Arguing with Digital History / Current Research in Digital History
This week, I focused on two digital history projects and brought up the main question posed by the 2017 White Paper and by Stephen Roberson and Lincoln A. Mullen, what were these two projects trying to argue?
The first project that I analyzed was Scot A. French's Notes on the Future of Virginia: The Jefferson-Short Letters, 1787-1826. I chose to reach this article and learn about this project because my current professor is Dr. French and I thought it would be interesting to learn about some of the previous work he has done. And interesting it was. Dr. French's project frames over 4 decades of letters between Thomas Jefferson and William Short by their ideological positions as well as key events going on while the letters were written to provide important context.
One of the projects interfaces works like a New York subway map. The user is able to select a key term and the interface will morph to show the letters that pertain to the key term selected. Some of the key terms include slave labor, sharecropping, and Indian Camp. Another part of the interface is a map that shows the geographical location of where Short and Jefferson sent and received letters. This is important as Short spent much of his time in France and was writing to Jefferson who was still in Virginia.
Dr.
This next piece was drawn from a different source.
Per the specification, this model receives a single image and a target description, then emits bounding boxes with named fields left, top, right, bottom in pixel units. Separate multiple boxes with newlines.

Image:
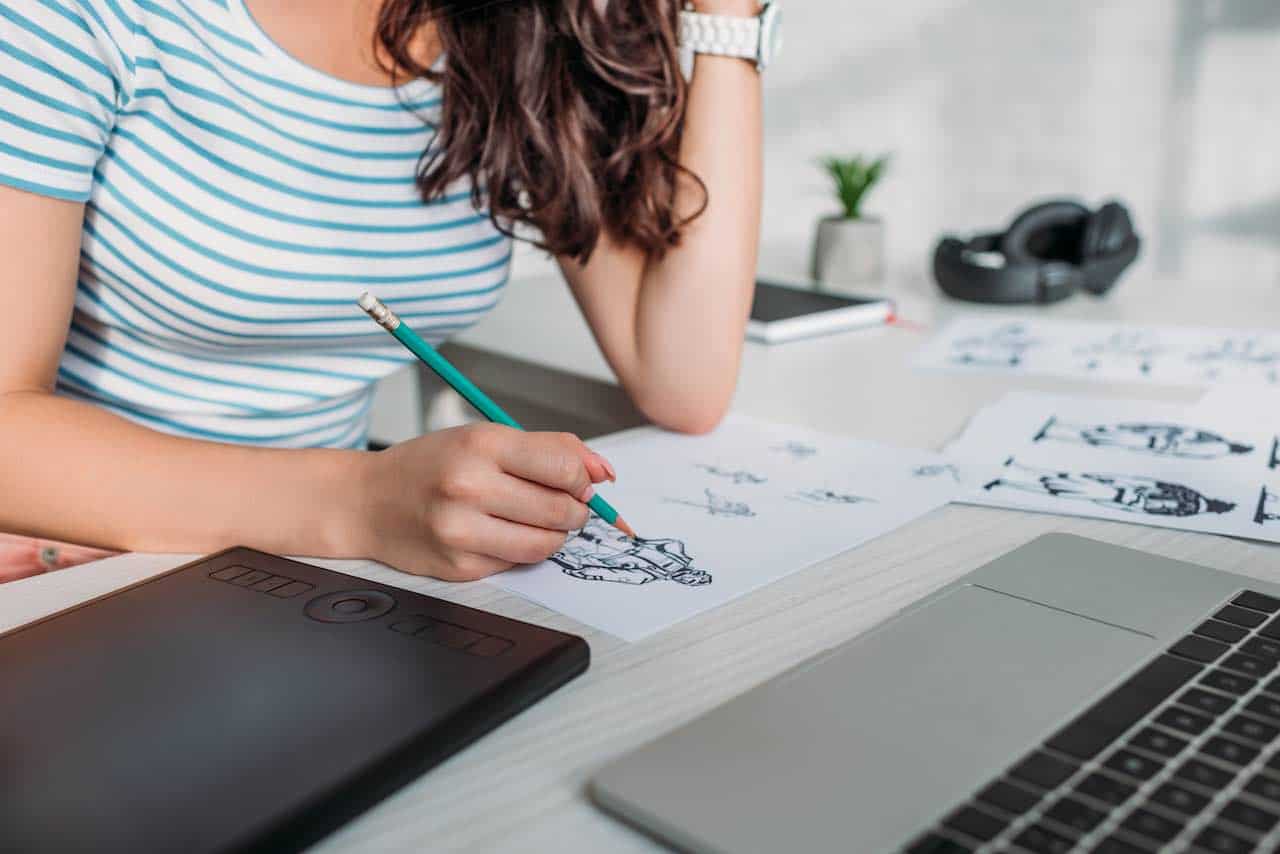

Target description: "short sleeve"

left=0, top=0, right=136, bottom=202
French notes in his paper that his project is in conversation with an expands upon the more traditional research done by Annette Gordon-Reed. Gordon-Reed closely examined Short's 1798 letter in which he argued that keeping 700,000 people in perpetual slavery was much worse for humanity than race-mixing. Dr. French expands on this with his project by allowing users to examine all the letters between Short and Jefferson to find other key issues the two differed one. One of the lasting impressions that I got from the article and what I believe is one of the key "arguments" from the project is showcasing the close-mindedness of Thomas Jefferson. In the letters, Short shows a clear flexibility in his views. For example, his views on post-Revolution slavery went from allowing race-mixing and transforming slaves to free laborers to contemplating a serf style labor system. Jefferson was set on the exportation of freed blacks to countries that were ruled by blacks, and his ideas on that were firm throughout his life.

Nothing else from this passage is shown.